FISCALIZAÇÃO DE AGROTÓXICOS É FALHA

Principal dificuldade no Estado é a falta de pessoal; um único servidor atua na coleta de amostras de itens definidos na safra

PATRICIA MEIRA | pmeira@correiodopovo.com.br

Dono de rigorosa legislação estadual, o Rio Grande do Sul não consegue garantir que hortigranjeiros e cereais que chegam à mesa do gaúcho sejam seguros quanto ao uso de agrotóxicos. Um dos exemplos desta realidade é o da Centrais de Abastecimento do Estado do Rio Grande do Sul S/A (Ceasa/RS), por onde passaram 554,86 milhões de quilos em 2011, o equivalente a 35% dos hortigranjeiros consumidos no Estado. Lá, a inspeção de resíduos de agrotóxicos e contaminantes, responsabilidade do Ministério da Agricultura (Mapa), é insuficiente, assim como em propriedades no Interior.
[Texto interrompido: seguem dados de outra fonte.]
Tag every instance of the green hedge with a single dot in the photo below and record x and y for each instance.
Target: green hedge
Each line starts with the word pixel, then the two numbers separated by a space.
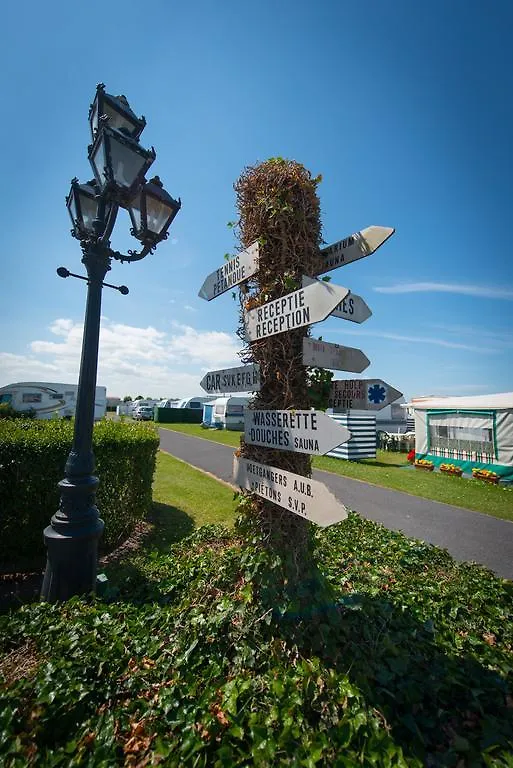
pixel 32 459
pixel 179 415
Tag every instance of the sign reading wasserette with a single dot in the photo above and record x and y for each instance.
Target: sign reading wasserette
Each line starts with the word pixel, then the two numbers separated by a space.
pixel 246 378
pixel 361 394
pixel 302 307
pixel 335 357
pixel 351 308
pixel 232 272
pixel 297 431
pixel 352 248
pixel 305 497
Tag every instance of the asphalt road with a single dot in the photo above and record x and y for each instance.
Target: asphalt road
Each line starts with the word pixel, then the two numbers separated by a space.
pixel 467 535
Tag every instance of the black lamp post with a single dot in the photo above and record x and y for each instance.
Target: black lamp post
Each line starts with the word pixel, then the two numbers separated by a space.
pixel 119 165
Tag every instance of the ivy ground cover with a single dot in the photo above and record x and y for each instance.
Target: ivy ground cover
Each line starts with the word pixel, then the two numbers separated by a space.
pixel 391 655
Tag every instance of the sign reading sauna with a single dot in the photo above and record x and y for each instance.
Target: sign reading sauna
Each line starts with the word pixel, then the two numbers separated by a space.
pixel 297 431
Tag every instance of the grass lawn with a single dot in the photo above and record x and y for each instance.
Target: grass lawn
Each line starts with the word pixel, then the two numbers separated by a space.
pixel 387 470
pixel 201 654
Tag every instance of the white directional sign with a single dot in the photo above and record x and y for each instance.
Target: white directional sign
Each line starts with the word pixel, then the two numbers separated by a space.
pixel 231 273
pixel 302 307
pixel 246 378
pixel 351 308
pixel 352 248
pixel 305 497
pixel 361 394
pixel 322 354
pixel 297 431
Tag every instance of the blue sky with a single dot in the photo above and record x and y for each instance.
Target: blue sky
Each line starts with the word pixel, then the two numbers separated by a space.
pixel 404 108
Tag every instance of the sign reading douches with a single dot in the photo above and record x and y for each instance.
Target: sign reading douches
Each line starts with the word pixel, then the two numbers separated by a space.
pixel 299 431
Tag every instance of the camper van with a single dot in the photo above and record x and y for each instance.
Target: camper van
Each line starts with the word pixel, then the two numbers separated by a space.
pixel 49 400
pixel 225 413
A principal dificuldade é a falta de pessoal. Apenas um servidor trabalha sistematicamente na coleta de amostras de itens definidos a cada ciclo agrícola, dentro do Plano Nacional de Controle de Resíduos de Agrotóxicos e Contaminantes. Para o período 2012-2013, os alvos são 24 produtos de origem vegetal. Mas, após mais de cem dias do começo da safra 2012/13, não houve nenhuma visita à Ceasa e não há previsão de que ocorra até dezembro.
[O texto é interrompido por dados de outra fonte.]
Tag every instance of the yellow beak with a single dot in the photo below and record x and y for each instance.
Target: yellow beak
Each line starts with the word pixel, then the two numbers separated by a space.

Segundo o fiscal federal agropecuário do Serviço de Inspeção de Origem Vegetal do Mapa/RS, Leandro Kroth, os estabelecimentos rurais são a prioridade. ‘Buscamos realizar as amostragens em diferentes pontos do Rio Grande do Sul de forma aleatória. Dessa forma, não existe uma periodicidade definida de amostragem dentro da Ceasa, o que não significa necessariamente que não haja controle, pois se ele for exercido diretamente no produtor em sua propriedade, teremos o controle na origem.’ Kroth acrescenta que a fiscalização também depende da época de oferta do produto, mas admite: o controle na Ceasa deveria ser mensal. ‘Para a gente fazer um trabalho para garantir o que está sendo exposto ao consumidor, precisaríamos de mais gente ou quem sabe a formação de uma rede de cooperação técnica com agentes deste processo, como a própria Ceasa ou a Secretaria da Agricultura’, sugere.
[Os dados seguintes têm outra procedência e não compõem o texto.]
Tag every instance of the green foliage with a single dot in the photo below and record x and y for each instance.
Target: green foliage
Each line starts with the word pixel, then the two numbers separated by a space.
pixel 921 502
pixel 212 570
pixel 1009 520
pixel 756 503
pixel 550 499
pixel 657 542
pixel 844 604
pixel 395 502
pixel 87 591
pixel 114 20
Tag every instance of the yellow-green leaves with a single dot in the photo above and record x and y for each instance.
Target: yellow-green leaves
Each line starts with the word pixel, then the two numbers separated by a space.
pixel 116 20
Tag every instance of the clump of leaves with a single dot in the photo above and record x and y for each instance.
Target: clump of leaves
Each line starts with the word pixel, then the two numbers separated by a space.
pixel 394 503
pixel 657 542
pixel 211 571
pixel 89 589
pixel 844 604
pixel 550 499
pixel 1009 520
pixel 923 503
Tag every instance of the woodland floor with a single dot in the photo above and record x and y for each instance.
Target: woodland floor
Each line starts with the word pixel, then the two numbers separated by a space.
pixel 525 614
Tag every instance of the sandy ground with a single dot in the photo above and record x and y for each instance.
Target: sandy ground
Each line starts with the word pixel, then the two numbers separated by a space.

O falta de aparelhamento humano e técnico preocupa em todo o país, se estendendo à Anvisa, responsável pelo controle de alimentos. De acordo com o presidente do Conselho de Segurança Alimentar do Rio Grande do Sul, Miguel Montanha, há cerca de um mês o Conselho Nacional de Segurança Alimentar cobrou providências do governo federal numa Mesa de Controvérsia sobre Agrotóxicos, em Brasília, contratação de fiscais e a modernização de laboratórios de análise. ‘É uma questão bastante grave. O governo federal está preocupado, mas é uma questão instalada, que envolve a conscientização dos produtores e interesses comerciais’, analisa Montanha. O superintendente federal do Mapa, Francisco Signor, espera concurso público para minimizar o déficit de pessoal e de serviço. O concurso está em negociação em Brasília.